皆さんも近頃、自然を題材にしたTV番組でコスタリカの葉切り蟻(スペイン語ではhormiga zompopa)をご覧になったことがおありかと思いますが、この蟻はジャングルだけに住んでいるのではなく、なんと家の周りの普通の道でも、エッサホイサと行列をなして歩いているのです。緑の葉や赤い花びらの切れ端がゆらゆらと動いているのは、なかなか可愛い光景です。葉切り蟻は、決して家の中には入ってくることはないので、「頑張って運びなさい」と、思わず応援したくなって、また、踏まないように気をつけたりもしてしまいます。
一方、他の種類の蟻と言えば、甘いものが無くても油断したが最後、雨季ともなれば、大、中、小、様々な大きさの、黒色、茶色、たくさんの蟻が家に入ってきます。台所ならともかく、洗面所、勉強机、戸の鍵穴、コンセントの穴にまで! いったいどこから入ってくるの?コスタリカに来たばかりの時は、雨季の真っ只中で、毎日雨がたくさん降っていました。ある夜、机の上に蟻が何匹も歩いているので、ワープロをそっと持ち上げてみたら、その下には何と蟻の黒い塊が!しかも、白い小さな米粒のようなものまで混じっているではありませんか。よくよく見ると、それは蟻の卵でした。恐る恐るワープロを開けてみると、中にもたくさんの蟻がいて、まさかと思いながら、電話、卓上ライトの下を見れば、既に同じく蟻の溜まり場と化していたのでした。肝心の主人はその夜いなくて、悲鳴を上げたい気持ちを必死に抑え、子供達(当時8歳、10歳)が「こんな所嫌だ」と逃げ出したくならないよう、努めて明るく作り笑顔で振る舞い、用心深く殺虫剤をワープロの隙間部分に吹きかけたのでした。すると、出るは出るは、泉から涌き水がモワーッと溢れてくるように、卵を持った蟻がゾロゾロと出てくるさまを皆さん想像できるかしら? 蟻にとってワープロは、雨の多い屋外に代わって子供を育てるのにちょうど良い住宅環境だったようです。その後、パソコンを購入するまでの1年あまり、そのワープロはスクリーンに蟻の死骸を残したまま活躍してくれました。

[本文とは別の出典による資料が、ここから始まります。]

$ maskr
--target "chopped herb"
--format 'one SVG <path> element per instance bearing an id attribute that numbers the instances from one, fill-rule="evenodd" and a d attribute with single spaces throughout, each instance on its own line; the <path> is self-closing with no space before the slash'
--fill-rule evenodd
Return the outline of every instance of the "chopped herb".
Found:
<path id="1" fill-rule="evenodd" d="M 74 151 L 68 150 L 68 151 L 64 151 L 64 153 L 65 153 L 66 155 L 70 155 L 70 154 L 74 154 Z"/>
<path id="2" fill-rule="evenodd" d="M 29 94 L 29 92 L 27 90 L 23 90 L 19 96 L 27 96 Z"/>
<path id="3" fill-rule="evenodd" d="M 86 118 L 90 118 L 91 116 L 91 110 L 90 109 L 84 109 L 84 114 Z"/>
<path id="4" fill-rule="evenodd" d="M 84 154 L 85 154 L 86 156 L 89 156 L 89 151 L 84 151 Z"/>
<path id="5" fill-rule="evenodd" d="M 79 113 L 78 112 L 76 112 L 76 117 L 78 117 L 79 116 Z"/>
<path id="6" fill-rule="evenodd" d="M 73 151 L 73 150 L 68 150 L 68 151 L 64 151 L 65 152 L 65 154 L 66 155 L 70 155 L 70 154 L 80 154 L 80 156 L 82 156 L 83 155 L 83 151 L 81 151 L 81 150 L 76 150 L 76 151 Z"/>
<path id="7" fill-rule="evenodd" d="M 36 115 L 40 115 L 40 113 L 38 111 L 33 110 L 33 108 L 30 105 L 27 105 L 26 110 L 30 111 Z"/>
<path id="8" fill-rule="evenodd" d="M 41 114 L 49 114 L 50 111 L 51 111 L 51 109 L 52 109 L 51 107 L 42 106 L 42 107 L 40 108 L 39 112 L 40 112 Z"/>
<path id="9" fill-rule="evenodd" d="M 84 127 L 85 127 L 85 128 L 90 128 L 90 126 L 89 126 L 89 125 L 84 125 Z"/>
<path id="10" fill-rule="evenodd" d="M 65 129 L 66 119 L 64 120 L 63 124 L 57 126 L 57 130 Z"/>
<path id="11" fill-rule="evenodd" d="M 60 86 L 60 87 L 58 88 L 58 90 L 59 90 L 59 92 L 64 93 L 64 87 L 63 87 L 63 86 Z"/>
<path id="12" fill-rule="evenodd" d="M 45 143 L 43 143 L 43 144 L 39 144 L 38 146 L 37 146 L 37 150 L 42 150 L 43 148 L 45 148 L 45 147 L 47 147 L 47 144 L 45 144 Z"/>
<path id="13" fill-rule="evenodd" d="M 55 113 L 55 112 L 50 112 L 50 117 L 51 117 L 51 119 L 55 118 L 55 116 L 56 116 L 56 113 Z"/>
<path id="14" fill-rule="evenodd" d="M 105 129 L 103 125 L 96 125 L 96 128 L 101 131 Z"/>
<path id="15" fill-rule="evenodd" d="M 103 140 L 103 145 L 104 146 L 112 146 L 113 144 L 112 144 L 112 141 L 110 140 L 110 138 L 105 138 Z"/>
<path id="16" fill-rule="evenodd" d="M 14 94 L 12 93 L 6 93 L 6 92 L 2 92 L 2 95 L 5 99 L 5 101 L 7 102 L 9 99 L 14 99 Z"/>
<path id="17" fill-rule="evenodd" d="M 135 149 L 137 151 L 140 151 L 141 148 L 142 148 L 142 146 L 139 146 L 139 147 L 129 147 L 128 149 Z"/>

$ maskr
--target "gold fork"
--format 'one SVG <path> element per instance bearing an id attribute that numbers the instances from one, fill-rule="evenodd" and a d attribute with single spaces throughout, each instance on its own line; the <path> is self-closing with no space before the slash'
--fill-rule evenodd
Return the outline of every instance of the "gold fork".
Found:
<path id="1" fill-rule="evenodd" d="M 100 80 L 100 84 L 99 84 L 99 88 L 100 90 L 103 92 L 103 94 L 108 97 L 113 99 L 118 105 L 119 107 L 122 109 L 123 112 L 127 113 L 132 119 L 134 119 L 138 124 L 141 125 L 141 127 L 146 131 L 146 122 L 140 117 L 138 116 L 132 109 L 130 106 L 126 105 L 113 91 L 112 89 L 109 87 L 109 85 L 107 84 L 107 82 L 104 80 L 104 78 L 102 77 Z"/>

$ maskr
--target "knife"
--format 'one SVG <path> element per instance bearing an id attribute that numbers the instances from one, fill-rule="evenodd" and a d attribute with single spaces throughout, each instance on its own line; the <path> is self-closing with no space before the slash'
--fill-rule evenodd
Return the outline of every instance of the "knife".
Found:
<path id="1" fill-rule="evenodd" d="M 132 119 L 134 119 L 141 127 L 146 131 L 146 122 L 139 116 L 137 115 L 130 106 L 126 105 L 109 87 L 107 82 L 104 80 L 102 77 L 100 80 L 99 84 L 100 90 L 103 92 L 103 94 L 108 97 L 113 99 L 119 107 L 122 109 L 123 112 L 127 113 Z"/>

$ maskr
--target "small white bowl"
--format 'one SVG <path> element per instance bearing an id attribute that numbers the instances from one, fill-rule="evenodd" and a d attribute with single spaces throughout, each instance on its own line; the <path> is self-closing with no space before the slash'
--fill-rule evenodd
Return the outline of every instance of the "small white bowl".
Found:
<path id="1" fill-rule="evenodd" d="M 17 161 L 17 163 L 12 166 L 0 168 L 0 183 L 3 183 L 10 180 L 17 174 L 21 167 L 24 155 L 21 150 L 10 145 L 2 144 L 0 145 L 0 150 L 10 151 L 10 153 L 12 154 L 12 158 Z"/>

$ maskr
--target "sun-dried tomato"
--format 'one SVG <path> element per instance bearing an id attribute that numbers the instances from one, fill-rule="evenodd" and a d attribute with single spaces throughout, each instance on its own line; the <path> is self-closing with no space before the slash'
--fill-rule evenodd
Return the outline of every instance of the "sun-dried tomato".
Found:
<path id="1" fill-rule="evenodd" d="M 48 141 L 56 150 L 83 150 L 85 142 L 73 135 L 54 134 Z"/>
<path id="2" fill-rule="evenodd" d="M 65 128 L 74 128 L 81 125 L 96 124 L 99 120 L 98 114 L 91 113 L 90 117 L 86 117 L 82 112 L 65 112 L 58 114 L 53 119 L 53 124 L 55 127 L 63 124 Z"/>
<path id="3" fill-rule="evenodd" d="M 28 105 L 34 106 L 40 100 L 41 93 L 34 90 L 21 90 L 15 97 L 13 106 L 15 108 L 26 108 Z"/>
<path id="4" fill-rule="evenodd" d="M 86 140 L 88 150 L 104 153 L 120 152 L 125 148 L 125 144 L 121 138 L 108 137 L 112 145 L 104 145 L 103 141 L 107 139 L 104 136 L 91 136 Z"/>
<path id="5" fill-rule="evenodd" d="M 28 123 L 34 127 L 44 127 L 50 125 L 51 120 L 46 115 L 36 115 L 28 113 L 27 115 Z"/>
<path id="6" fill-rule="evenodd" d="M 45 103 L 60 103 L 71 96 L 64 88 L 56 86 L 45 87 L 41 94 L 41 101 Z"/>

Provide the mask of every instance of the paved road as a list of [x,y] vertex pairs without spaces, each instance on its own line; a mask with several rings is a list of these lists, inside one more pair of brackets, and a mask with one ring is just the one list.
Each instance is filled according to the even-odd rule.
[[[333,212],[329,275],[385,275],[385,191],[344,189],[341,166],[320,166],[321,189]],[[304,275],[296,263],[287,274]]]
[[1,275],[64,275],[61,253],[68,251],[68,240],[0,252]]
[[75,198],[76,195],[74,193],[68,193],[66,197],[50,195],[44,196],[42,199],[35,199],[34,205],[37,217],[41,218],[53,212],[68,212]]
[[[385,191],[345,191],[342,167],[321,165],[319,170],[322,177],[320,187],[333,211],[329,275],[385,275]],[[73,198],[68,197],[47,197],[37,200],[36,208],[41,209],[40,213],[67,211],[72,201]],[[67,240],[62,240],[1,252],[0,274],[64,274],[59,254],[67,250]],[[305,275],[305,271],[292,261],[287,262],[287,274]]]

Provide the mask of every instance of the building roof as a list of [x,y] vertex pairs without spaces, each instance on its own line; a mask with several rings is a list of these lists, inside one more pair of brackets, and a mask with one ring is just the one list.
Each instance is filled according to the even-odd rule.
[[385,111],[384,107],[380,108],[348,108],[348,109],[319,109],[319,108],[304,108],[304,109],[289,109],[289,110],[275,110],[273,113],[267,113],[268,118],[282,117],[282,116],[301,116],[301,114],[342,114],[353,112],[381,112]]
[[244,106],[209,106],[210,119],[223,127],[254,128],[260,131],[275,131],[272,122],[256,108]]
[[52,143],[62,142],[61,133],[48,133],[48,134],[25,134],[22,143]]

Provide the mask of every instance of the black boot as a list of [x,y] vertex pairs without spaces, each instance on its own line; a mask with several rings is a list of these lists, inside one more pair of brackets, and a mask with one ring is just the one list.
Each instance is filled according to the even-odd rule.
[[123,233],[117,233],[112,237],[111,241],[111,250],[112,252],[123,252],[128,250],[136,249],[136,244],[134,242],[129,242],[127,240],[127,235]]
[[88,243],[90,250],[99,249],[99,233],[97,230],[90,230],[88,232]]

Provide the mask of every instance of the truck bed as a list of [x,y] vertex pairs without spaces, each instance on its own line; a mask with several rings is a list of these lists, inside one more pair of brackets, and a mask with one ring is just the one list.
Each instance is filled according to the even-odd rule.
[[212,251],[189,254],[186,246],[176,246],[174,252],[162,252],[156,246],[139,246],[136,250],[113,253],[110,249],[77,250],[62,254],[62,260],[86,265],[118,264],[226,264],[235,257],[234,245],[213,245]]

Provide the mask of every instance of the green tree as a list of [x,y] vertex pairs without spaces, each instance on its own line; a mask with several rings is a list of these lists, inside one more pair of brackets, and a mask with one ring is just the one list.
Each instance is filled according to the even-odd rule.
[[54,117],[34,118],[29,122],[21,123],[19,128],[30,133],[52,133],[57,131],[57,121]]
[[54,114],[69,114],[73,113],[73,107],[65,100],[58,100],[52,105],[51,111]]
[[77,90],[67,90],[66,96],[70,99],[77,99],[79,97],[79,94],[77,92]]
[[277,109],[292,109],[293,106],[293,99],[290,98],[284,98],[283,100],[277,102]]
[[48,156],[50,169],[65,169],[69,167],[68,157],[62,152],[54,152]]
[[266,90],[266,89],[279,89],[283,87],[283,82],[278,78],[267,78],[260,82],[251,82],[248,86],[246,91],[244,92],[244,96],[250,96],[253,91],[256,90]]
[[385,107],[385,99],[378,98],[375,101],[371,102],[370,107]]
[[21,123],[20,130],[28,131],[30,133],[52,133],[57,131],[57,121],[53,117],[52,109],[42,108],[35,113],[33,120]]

その後の残り2ヶ月余りの雨季の間、私は「蟻ノイローゼ」に悩まされ続けました。毎朝、台所の壁から天井にかけて蟻が歩いているので、蟻の行列に朝の挨拶をしに台所へ行くようなものでした。最初は大きな蟻、それを殺し終わると中ぐらいのが現われ、最後には小ぶりの蟻が大量に現われました。ついに堪忍袋の緒が切れた私は、最後の蟻軍団に対して、左右の壁から攻めていきました。そうしたら、何と上の真中に丸く固まり、何ごとかひそひそと戦闘会議をしているように見えるではありませんか。
以下、蟻語会話の超和訳、
「オイ、右から攻めてきたよ」
「左もだめだ」
「どうする?逃げ道は無いぞ」
「下にジャンプするか?でも、おっかなそうな化け物がいるしなー」 と、まぁ〜こんな感じでしょうか。その一瞬、私は楽しい想像をして「問答無用」とばかり、その黒い固まりを思い切りバーンとつぶしました。これは背中から抜けるような、なかなかの快感でした。この一件以来、その年は台所からすっかり蟻が姿を消したのです。